5. Conceptualise a logo and consider its potential expansion throughout mediums (with the use of mockups)

Now the brand has now been created, all that is left to do is visualise it. Although a brand isn’t just the logo, the logo design is still pivotal. When designing a logo, consider these points:

  • Is the logo simple?
  • Is it memorable?
  • Is it clever?
  • Can it work in mono as well as colour?
  • Does it scale down well?
  • Is it original?
  • Does it encapsulate the brand?
  • Is it timeless?

Using Resources like LogoLounge can help you gather inspiration from lots of different markets and disciplines.

6. Get feedback and develop – remembering to refer back to your brand strategy.

Never be afraid to get feedback on your logo/artwork. Embrace criticism, but also be confident in your ability. Refer back to your brand strategy  if need be.

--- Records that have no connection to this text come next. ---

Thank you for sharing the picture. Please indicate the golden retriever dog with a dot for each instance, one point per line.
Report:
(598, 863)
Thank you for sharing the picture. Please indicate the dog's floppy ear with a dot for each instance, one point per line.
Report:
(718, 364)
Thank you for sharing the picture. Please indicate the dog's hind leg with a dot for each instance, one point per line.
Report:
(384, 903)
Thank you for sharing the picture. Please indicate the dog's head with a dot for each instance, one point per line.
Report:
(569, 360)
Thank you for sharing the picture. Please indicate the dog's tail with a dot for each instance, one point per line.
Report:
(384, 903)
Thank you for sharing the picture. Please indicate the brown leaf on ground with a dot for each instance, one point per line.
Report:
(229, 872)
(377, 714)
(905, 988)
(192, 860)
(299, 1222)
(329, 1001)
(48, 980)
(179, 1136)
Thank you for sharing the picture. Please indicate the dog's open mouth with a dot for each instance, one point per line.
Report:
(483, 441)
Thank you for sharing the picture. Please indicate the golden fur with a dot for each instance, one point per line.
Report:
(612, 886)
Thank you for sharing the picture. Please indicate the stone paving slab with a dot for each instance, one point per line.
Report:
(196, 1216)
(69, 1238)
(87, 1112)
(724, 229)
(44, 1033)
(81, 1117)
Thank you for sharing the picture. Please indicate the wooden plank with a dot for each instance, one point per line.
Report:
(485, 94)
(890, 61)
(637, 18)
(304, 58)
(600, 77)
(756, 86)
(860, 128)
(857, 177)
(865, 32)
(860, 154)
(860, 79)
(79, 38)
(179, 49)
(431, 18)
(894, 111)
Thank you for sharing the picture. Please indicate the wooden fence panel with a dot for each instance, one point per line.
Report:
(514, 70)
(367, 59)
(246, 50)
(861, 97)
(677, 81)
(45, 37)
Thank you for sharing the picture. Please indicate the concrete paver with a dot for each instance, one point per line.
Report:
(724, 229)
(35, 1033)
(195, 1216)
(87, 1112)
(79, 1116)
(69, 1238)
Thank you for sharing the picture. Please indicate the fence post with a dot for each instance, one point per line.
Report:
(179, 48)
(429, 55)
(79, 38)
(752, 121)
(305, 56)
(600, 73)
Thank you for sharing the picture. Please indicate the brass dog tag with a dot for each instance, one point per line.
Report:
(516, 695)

If you can justify your artwork with your brand strategy, it should keep you in good stead for when you present.

7. Create brand guidelines, and inform/inspire the companies staff towards abiding to it.

Once you have agreed your logo and artwork with colleagues/the client – get yourself organized. Half of the battle is the implementation of the brand, and not just the initial conceptualisation. In order to implement your brand efficiently, you need to:

  • Create a thorough set of brand guidelines that include information such as brand/logo treatment, allowable house colours and allowable typefaces. These need to be created as if you were asking an unfimilar person to design a poster to your brand style. It should be a step-by-step guide to implementing the brand in its correct way. When creating brand guidelines, remember to be rigid, but also allow creative flexibility. Its this creative freedom that will allow your brand to progress over time. A good reference to creating thorough brand guidelines can be seen here.
  • Ensure that the business’ staff are fully aware of the brand strategy, and urge them to consider it in all relations with external contacts. Even the way emails are worded can be influenced by the brand’s ethos. Whether the brand is professional and slick, or fun and colloquial – every area of the business needs to embrace this as its attitude when carrying out every task.

8. Plan a launch date

Creating a launch date will give you a deadline to synchronise your initial launch campaign. This campaign will be the primary push of the blocks for the business at this turbulent stage, so it needs to be effective and organised properly.

9. Print/produce all of your new mediums

Allow yourself plenty of time to print and produce all the initial brand elements (website, stationary, advertisements etc). Exposure is important, so aim for a variety of effective mediums.

10. Launch and watch it evolve.

Launch the brand, gauge its reaction and start planning for the future!